I have been blessed with many great teachers. I have met most of them although some I have met only through books or film or audio recordings.

I did go to a retreat with the great Buddhist teacher Thich Nhat Hanh many years ago. It was a silent retreat for meditation only with the occasional one-way classroom instruction. There was no give and take. All meals were in silence. I never really met him. I did see him up close, but that’s not the same.

I did listen to many of his recorded lessons and one I remember clearly. He walked into a room and saw a Buddha on a television set and said, “these two things don’t go together.” And he was right. High tech electronic gizmos and spirituality probably ought to occupy different planes of consciousness.

This came to my mind on Good Friday, which this year, also marked the beginning of the solemn Jewish festival of Passover that commemorates the Exodus from Egypt and the acquisition by the Jewish people of their freedom from oppression, not for the last time. It is the most home centric of Jewish holidays with a big dinner that evening at which the story of the Exodus is told. It is the seminal story of all of Judaism for, like the Passion, it represents the revelation of God in the real world and is the central event that began Judaism just as the crucifixion and resurrection is the origin of Christianity. Interestingly, that too is celebrated this weekend.

During the day on Thursday or Friday, the phone rang with a number indicating the Schlenker School, the religious school of our synagogue Beth Israel was calling. It wasn’t the school. It was a recorded message from our head rabbi wishing us a Happy Passover. I also got a text message from the synagogue on my cell phone reiterating the temple’s best wishes for the holiday.

Now this seems innocuous enough. What’s the big deal?

The big deal is the use of technology in lieu of real human contact.

One of my relatives asked, “do you expect the synagogue to call every member personally?”

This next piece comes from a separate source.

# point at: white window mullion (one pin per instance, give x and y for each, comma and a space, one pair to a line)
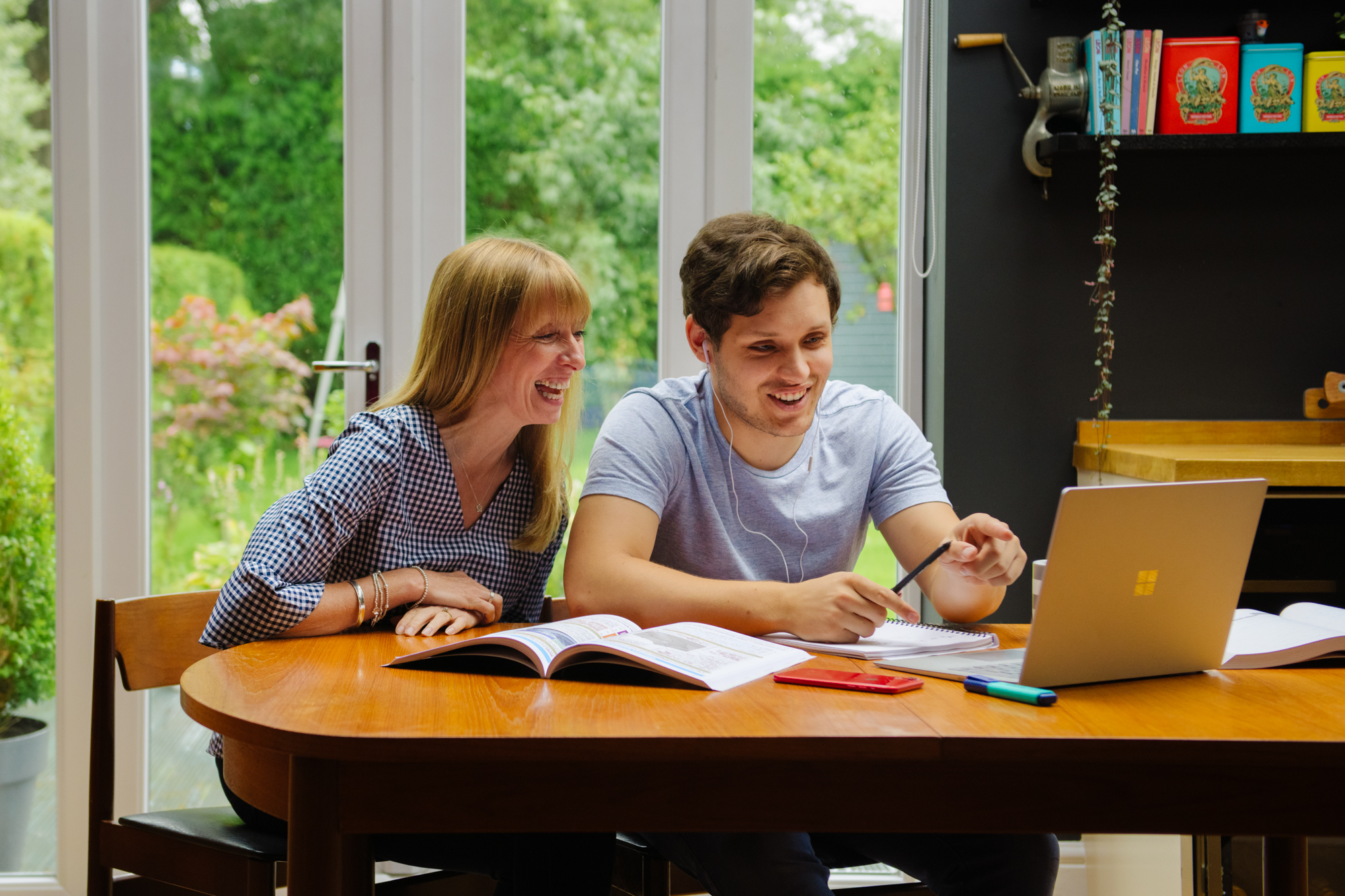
102, 214
406, 171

No, I don’t, but it’s not like we had not already received a lot of mailings from them about the holiday, not to mention mailings from several other congregations about their Passover celebrations, but this social media stuff and technology has gotten out of control when our religious leaders have to revert to it as a way of making contact. It’s not personal and it’s not effective.

If the clergy of the synagogue feels a need to do outreach—do the work. I am not at all sure what a robo-call is supposed to represent nor what a text message is supposed to indicate about my relationship with the synagogue. Should I “Friend” them?

Now that we have seen the dark side of social media, many of us want to give our accounts a rest. If the religious institutions are going to feel free to use our information to broadcast their best wishes in lieu of actual human contact, I will opt out.

TEXT STOP to religion on your cell phone if you agree. I had the option, but chose to see what the next holiday might bring.